Opnieuw geheimhouding afdwingen zet het slachtoffer opnieuw klem. Het roept de vraag op: wie is er eigenlijk gebaat bij geheimhouding?
Schadelijk voor de kerk
Die vraag raakt aan de tweede reden waarom zwijgen schadelijk is. Het lijkt erop dat de kerk ervoor kiest om geheimhouding af te dwingen om het instituut te beschermen. Uiteindelijk zal het instituut door deze opgelegde geheimhouding alleen maar meer beschadigen. Ik doel dan niet eens zozeer op de imagoschade, maar met name op het risicovolle klimaat dat dus niet tegen het licht wordt gehouden. Misbruik speelt zich immers af in een bepaalde context. Hoe kon de dader vrij toegang krijgen tot het slachtoffer? In hoeverre werkten de hiërarchische structuren mee of de religieuze taal? Als er in een bepaalde context misbruik plaatsvindt, zal de vereniging, familie, kerk of instelling bij zichzelf te rade moeten gaan: hoe kunnen we dit in de toekomst voorkomen?
Commissie Deetman
Het is uitermate pijnlijk dat er tegen het uitdrukkelijke advies van de commissie Deetman gehandeld is: “openbaarheid is de hoeksteen” van een goede afwikkeling van misbruikzaken.

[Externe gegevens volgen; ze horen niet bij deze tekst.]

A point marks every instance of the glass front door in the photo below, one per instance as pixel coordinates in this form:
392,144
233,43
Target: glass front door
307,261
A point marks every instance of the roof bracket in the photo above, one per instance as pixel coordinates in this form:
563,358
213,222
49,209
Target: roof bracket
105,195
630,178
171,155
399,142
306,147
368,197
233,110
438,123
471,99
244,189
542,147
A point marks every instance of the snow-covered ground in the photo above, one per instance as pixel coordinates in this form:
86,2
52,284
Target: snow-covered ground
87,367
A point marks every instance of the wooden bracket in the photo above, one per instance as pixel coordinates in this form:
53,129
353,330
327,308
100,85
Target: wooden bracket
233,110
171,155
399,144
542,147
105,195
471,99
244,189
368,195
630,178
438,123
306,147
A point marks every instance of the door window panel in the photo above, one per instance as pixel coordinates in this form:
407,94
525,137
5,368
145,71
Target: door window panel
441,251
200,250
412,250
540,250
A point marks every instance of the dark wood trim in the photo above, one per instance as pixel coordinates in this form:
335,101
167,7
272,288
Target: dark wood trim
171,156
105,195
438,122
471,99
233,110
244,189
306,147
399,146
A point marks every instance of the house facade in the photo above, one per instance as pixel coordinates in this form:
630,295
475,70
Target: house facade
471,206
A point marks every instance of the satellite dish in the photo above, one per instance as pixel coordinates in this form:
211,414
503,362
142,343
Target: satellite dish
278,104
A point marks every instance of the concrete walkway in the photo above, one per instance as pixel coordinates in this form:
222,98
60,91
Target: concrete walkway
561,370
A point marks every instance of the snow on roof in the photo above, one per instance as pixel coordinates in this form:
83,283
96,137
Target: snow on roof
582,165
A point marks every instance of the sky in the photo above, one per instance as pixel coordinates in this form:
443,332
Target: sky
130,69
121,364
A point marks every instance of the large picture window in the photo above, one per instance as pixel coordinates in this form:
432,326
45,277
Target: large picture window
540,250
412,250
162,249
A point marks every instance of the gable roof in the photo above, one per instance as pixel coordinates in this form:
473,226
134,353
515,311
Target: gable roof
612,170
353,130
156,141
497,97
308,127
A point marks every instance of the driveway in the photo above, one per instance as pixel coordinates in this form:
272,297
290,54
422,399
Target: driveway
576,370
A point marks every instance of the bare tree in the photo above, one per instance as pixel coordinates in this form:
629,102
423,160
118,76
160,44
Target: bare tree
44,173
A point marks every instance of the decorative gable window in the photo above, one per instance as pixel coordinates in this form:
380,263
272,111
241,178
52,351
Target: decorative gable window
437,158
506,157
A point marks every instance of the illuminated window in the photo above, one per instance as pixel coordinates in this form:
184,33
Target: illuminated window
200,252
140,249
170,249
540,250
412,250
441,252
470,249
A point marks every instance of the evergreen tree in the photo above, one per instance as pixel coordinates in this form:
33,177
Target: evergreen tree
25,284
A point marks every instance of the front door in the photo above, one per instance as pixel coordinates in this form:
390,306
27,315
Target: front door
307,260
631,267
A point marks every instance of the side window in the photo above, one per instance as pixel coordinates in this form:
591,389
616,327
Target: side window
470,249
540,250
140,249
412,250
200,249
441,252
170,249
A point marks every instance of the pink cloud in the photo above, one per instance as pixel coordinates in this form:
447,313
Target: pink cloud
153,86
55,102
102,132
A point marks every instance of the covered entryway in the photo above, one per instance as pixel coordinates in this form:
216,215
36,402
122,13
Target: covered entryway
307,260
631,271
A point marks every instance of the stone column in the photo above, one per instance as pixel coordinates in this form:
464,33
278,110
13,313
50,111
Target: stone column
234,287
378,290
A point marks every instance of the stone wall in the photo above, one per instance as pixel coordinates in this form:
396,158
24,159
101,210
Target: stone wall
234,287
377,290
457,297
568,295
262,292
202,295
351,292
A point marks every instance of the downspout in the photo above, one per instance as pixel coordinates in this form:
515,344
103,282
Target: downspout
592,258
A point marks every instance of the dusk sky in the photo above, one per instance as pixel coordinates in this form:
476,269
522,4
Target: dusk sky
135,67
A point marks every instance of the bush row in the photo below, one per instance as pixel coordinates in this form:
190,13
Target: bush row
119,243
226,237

Strijd tegen misbruik betekent niet dat je niet meer praat over het pijnlijke verleden of dat je als instituut streeft naar nieuwe geheimhouding. Oprechte strijd tegen misbruik is het onder ogen zien van het falen van de kerk, recht doen aan slachtoffers en het kwaad van misbruik steeds opnieuw als kwaad aan de orde stellen.